The pinch test is another way to assess dehydration.  “If you grab a pinch of skin on the side of the neck and tent it, twist it and then let it go, it should snap back into place immediately, in a normal calf.  The slower the skin return is, the more dehydrated the calf is,” he says.

Barrington says you can do the pinch test on any part of the body where skin is thin and relatively loose.  “If you pinch the top of the upper eyelid (skin tenting) or the neck or wherever the skin can be pinched, and watch to see how fast it sinks back into place, this gives a clue.  If the calf is less than 5% dehydrated, it goes back into place quickly.  At 5% or more, the skin stays tented a few seconds.  The more dehydrated the calf, the longer the skin stays tented,” he says.

Another clue is dryness of the mouth.  The inside of the mouth should be very moist.  “If that moisture becomes tacky/sticky the calf is about 6 to 8% dehydrated.  If it feels really dry the calf is severely dehydrated.  In the dehydrated calf the eyeball looks like it’s sinking back into the head,” says Barrington.   Tissues around the eye are dehydrated.

The calf will also be depressed and dull.  “If you’ve ever been dehydrated, you know you don’t feel good.  A person can be less than 5% dehydrated and before you actually have clinical signs of dehydration you feel like you got hit by a truck.  If a calf starts to feel off and you check for signs of dehydration, he may not show much sign yet if he’s only 3 or 4% dehydrated.”

Dehydration and cold extremities (poor blood circulation to the legs and feet) means the calf is in shock.  If the calf has a bacterial infection and sepsis, with bacteria or their toxins getting into the bloodstream, resultant damage may also put the calf into shock.  Blood circulation is compromised and shunted to the internal organs and the blood is not being sent to the extremities or peripheral tissues (skin and legs will be cold).  “Shock may accompany dehydration, but not always,” says Smith.

How Much Fluid To Give
There are several important considerations when giving electrolytes.  “One is the volume of fluid needed, depending on weight of the calf,” says Barrington.  “Based on his weight, we want to consider three issues.  First is what does the calf need for normal maintenance (how much he would normally drink in a day).  The second is the degree of deficit he has, due to dehydration.  Third is how much is he continuing to lose, via diarrhea?”

If he’s been off feed and not consuming milk or milk replacer, and is scouring, he may be quite dehydrated.  “For example, a 150-pound calf would typically drink about 4 quarts of fluid per day, just for maintenance, and will likely drink nearly twice that much milk.  If he is dehydrated just 5%, he’s down about that much already and will need about twice that much in a 24-hour period just to get back to a good level. A 150-pound calf that’s 5% dehydrated is already about 4 quarts of fluid in the hole to begin with,” says Barrington.

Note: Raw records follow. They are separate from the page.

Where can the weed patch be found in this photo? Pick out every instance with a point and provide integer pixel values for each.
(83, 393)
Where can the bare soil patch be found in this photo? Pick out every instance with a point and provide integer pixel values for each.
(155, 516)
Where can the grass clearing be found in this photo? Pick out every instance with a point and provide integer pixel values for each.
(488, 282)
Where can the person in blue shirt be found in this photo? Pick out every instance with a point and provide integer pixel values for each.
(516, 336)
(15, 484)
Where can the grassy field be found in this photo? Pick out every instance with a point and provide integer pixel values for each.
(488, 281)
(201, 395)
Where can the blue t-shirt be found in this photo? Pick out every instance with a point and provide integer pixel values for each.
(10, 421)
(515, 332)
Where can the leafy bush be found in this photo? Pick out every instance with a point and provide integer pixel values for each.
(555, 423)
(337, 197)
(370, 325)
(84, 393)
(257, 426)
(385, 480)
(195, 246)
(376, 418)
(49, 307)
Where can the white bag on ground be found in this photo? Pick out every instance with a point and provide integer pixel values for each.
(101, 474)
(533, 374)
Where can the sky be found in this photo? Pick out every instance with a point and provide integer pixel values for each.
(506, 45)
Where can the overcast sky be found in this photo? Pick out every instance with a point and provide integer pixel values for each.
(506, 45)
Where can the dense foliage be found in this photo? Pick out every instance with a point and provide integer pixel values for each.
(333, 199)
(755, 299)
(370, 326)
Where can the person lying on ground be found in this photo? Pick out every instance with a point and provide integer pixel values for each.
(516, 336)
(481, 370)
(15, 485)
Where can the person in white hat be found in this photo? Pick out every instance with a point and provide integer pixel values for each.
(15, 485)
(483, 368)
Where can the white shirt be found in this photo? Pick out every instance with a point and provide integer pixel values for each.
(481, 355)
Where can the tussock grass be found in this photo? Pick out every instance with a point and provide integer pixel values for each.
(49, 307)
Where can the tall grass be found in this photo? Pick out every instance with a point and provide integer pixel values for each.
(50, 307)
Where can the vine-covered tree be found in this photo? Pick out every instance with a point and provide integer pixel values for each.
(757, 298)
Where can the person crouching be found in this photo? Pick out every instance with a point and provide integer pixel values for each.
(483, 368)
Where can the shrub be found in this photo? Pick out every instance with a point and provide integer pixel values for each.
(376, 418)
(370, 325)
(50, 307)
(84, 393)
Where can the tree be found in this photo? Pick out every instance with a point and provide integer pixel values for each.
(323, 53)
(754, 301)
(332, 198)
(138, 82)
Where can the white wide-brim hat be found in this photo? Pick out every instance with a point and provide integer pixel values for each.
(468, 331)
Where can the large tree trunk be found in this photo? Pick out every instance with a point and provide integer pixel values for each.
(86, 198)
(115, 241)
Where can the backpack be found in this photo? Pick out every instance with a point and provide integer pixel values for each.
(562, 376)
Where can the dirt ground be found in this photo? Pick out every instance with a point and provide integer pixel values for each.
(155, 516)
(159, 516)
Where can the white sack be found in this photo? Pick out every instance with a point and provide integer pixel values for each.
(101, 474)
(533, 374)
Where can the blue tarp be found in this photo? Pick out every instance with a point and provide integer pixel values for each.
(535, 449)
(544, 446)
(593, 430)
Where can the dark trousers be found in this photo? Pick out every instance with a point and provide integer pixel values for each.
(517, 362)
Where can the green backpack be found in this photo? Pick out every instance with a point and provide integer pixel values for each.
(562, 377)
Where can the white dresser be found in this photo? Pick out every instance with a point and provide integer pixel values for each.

“So, during a 24-hour period this calf would need about 8 quarts of fluid to satisfy his deficit and maintenance, plus an estimate of what he’s continuing to lose via diarrhea.  The calf might need 8 to 10 or more quarts of fluid in a day, ideally split into 3 feedings.  One feeding of fluid/electrolytes might help, but it’s not enough,” says Barrington,

Also, the younger the calf, the more quickly he can dehydrate with scours.  The small young calf has no body reserves and it’s more urgent to administer fluids often.  “They lose fluid quickly.  These calves need adequate volume and they also need the electrolytes they are losing through diarrhea,” he says.  A very young calf may need oral fluids every 4 or 5 hours.